LLMs are an interesting tool to fuck around with, but I see things that are hilariously wrong often enough to know that they should not be used for anything serious. Shit, they probably shouldn’t be used for most things that are not serious either.
It’s a shame that by applying the same “AI” naming to a whole host of different technologies, LLMs being limited in usability - yet hyped to the moon - is hurting other more impressive advancements.
For example, speech synthesis is improving so much right now, which has been great for my sister who relies on screen reader software.
Being able to recognise speech in loud environments, or removing background noice from recordings is improving loads too.
My friend is involved in making a mod for a Fallout 4, and there was an outreach for people recording voice lines - she says that there are some recordings of dubious quality that would’ve been unusable before that can now be used without issue thanks to AI denoising algorithms. That is genuinely useful!
As is things like pattern/image analysis which appears very promising in medical analysis.
All of these get branded as “AI”. A layperson might not realise that they are completely different branches of technology, and then therefore reject useful applications of “AI” tech, because they’ve learned not to trust anything branded as AI, due to being let down by LLMs.
Just add a search yesterday on the App Store and Google Play Store to see what new “productivity apps” are around. Pretty much every app now has AI somewhere in its name.
I tried to dictate some documents recently without paying the big bucks for specialized software, and was surprised just how bad Google and Microsoft’s speech recognition still is. Then I tried getting Word to transcribe some audio talks I had recorded, and that resulted in unreadable stuff with punctuation in all the wrong places. You could just about make out what it meant to say, so I tried asking various LLMs to tidy it up. That resulted in readable stuff that was largely made up and wrong, which also left out large chunks of the source material. In the end I just had to transcribe it all by hand.

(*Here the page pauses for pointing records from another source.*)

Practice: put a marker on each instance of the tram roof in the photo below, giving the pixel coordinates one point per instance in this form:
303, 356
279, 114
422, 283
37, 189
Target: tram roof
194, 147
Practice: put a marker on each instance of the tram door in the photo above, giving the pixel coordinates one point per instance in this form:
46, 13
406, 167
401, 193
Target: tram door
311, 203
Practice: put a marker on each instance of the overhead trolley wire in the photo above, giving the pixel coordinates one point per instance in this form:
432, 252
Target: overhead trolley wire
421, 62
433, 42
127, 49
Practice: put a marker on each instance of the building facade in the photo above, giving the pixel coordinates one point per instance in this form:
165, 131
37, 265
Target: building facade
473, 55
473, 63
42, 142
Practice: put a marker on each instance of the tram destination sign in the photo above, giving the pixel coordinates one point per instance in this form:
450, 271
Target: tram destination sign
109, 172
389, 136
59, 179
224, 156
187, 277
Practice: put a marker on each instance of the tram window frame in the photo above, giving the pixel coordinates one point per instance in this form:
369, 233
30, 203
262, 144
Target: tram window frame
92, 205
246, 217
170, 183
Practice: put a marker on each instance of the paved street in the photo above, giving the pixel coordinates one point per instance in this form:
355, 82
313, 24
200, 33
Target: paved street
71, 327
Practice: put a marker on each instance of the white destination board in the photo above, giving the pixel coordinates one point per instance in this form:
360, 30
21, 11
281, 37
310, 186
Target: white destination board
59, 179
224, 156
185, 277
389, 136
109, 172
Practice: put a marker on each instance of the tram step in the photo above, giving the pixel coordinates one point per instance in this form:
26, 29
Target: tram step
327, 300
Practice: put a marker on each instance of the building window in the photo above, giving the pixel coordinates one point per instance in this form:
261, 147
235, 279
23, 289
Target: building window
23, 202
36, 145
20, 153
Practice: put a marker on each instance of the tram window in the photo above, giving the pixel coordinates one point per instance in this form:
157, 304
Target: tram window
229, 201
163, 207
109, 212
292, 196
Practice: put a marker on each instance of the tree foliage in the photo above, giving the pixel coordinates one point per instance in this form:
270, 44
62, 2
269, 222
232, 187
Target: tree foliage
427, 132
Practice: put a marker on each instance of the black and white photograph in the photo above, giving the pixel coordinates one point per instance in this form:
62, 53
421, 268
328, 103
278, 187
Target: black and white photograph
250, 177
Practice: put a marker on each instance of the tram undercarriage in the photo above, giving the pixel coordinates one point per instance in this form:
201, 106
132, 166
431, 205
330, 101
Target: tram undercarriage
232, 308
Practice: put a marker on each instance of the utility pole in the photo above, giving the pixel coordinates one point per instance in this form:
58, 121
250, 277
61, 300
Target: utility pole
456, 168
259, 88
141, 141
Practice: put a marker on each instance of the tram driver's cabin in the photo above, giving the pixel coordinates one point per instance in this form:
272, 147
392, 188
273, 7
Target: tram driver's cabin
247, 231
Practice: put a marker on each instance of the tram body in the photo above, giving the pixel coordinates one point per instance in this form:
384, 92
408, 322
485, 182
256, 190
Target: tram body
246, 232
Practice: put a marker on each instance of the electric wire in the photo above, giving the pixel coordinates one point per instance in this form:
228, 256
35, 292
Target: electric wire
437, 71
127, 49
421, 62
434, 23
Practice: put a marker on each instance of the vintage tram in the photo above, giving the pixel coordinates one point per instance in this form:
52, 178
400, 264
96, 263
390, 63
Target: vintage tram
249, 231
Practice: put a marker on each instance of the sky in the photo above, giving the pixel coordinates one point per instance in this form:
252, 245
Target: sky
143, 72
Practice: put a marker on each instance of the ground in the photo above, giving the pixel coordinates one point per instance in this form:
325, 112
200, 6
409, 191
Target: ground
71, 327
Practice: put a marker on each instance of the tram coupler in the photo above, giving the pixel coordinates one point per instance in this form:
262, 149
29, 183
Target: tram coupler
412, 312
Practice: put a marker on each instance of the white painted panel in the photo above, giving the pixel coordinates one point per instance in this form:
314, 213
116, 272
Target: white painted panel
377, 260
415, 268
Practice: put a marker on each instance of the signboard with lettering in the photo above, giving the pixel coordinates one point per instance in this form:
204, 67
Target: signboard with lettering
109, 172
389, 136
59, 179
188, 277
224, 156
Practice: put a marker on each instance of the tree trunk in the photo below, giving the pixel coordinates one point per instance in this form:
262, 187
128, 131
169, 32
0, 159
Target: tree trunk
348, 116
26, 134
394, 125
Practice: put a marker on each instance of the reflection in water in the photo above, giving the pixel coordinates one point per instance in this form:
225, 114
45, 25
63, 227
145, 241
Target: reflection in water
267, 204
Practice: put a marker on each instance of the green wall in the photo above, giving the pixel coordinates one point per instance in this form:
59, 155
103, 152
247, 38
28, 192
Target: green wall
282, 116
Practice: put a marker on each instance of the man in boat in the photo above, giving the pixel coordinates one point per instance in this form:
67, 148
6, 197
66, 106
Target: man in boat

It surprised me that these AI-ish products are still unable to transcribe speech coherently or tidy up a messy document without changing the meaning.
I’d compare LLMs to a junior executive. Probably gets the basic stuff right, but check and verify for anything important or complicated. Break tasks down into easier steps.
Why would you ever yell at an employee unless you’re bad at managing people? And you think you can manage an LLM better because it doesn’t complain when you’re obviously wrong?
LLMs are an interesting tool to fuck around with, but I see things that are hilariously wrong often enough to know that they should not be used for anything serious. Shit, they probably shouldn’t be used for most things that are not serious either.
It’s a shame that by applying the same “AI” naming to a whole host of different technologies, LLMs being limited in usability - yet hyped to the moon - is hurting other more impressive advancements.
For example, speech synthesis is improving so much right now, which has been great for my sister who relies on screen reader software.
Being able to recognise speech in loud environments, or removing background noice from recordings is improving loads too.
My friend is involved in making a mod for a Fallout 4, and there was an outreach for people recording voice lines - she says that there are some recordings of dubious quality that would’ve been unusable before that can now be used without issue thanks to AI denoising algorithms. That is genuinely useful!
As is things like pattern/image analysis which appears very promising in medical analysis.
All of these get branded as “AI”. A layperson might not realise that they are completely different branches of technology, and then therefore reject useful applications of “AI” tech, because they’ve learned not to trust anything branded as AI, due to being let down by LLMs.
Just add a search yesterday on the App Store and Google Play Store to see what new “productivity apps” are around. Pretty much every app now has AI somewhere in its name.
Sadly a lot of that is probably marketing, with little to no LLM integration, but it’s basically impossible to know for sure.
I tried to dictate some documents recently without paying the big bucks for specialized software, and was surprised just how bad Google and Microsoft’s speech recognition still is. Then I tried getting Word to transcribe some audio talks I had recorded, and that resulted in unreadable stuff with punctuation in all the wrong places. You could just about make out what it meant to say, so I tried asking various LLMs to tidy it up. That resulted in readable stuff that was largely made up and wrong, which also left out large chunks of the source material. In the end I just had to transcribe it all by hand.
It surprised me that these AI-ish products are still unable to transcribe speech coherently or tidy up a messy document without changing the meaning.
I don’t know basic solutions that are super good, but whisper sbd the whisper derivatives I hear are decent for dictation these days.
I have no idea how to run then though.
I’d compare LLMs to a junior executive. Probably gets the basic stuff right, but check and verify for anything important or complicated. Break tasks down into easier steps.
A junior developer actually learns from doing the job, an LLM only learns when they update the training corpus and develop an updated model.
an llm costs less, and won’t compain when yelled at
Why would you ever yell at an employee unless you’re bad at managing people? And you think you can manage an LLM better because it doesn’t complain when you’re obviously wrong?